Women Who Drive Can Save Lives  

In a similar vein, liberal Saudi columnist Halima Muzaffar wrote in her column in Al-Watan: "...The matter [under discussion] is not the story of Malak, who rescued her father, her brothers, and eight [other] Saudi families... What is we should pay attention to first of all are the other stories, and the fate of the women and girls who were among the 132 victims of the [recent] floods. Anyone who carefully reads the list of the victims will find that most of them were women and children.

"The most important question is: What would have happened if these mothers had been capable of driving and could have transported their children to a safe place as soon as they had discerned the danger – instead of phoning their husbands and fathers and waiting for them to come from their workplaces to rescue them?
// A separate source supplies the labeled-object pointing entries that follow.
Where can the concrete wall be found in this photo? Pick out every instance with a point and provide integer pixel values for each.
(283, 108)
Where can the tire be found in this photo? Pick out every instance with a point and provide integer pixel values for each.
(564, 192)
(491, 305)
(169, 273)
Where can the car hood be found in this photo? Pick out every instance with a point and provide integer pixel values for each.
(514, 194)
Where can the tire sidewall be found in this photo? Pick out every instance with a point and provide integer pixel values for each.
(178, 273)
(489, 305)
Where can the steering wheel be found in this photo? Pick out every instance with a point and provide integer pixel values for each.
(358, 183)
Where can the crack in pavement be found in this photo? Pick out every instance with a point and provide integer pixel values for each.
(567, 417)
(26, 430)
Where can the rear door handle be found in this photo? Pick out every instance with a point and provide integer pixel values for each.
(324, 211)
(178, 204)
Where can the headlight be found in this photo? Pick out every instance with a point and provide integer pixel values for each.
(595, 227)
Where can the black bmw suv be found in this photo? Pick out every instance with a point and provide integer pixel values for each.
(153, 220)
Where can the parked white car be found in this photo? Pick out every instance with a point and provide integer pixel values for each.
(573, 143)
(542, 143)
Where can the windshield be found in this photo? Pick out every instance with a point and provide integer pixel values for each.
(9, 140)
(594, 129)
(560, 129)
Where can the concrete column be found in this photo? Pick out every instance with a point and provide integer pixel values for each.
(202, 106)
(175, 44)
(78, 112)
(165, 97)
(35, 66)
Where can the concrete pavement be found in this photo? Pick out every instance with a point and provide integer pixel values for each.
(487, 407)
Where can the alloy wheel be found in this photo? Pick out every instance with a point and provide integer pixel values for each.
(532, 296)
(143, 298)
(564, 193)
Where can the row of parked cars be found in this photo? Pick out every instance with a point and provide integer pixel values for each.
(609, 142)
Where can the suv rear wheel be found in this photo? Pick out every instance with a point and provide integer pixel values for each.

Had this been the case, the number of dead would not have been so great. Furthermore, what if [some of] these women were widows, divorcees, or orphans with no relatives? Who could they wait for when no one at the emergency center answered their call due to the overload?

"These women are not victims of corruption that created cracks in Jeddah's asphalt [and infrastructure]. They are the victims of the interminable waiting for their husbands and [male] relatives, whose first thought was who would rescue them. The men were held up because of the chaos during the disaster – and by the time they got to their women and children, they found only drowned corpses.  

"As a society, we have taken our time in letting women learn to drive, at least in order to give them an opportunity to try to save themselves and their children in time of disaster. Moreover, what would have happened if the man of the house himself was in danger? [In that case, his wife] would have had to save his life and the lives of their children. Wouldn't that be better than calling the rescue squad and then sitting and waiting to die?...[6]

Cartoon: The Time for Women to Drive Is Almost Here

Cartoonist: 'Abd Al-Rahman Al-Zahrani

Source: Al-Watan (Saudi Arabia), January 17, 2010



[1] The religious law in Saudi Arabia prohibits women from driving, and a Saudi woman seen driving a car is subject to arrest. For example, in November 6, 2009 two women lecturers were arrested after driving their own cars in protest against the ban., November 7, 2009., November 7, 2009. 

The issue of women driving has been a topic of discussion in the country in the past; see MEMRI Inquiry and Analysis No. 402, "The Public Debate in Saudi Arabia on Women Driving," November 6, 2007.

[2] Al-Riyadh (Saudi Arabia), January 6, 2010. 

[3] Al-Watan (Saudi Arabia), January 15, 2010.

[4], January 23, 2010.

[5] Al-Watan (Saudi Arabia), January 9, 2010.

[6] Al-Watan (Saudi Arabia), January 12, 2010.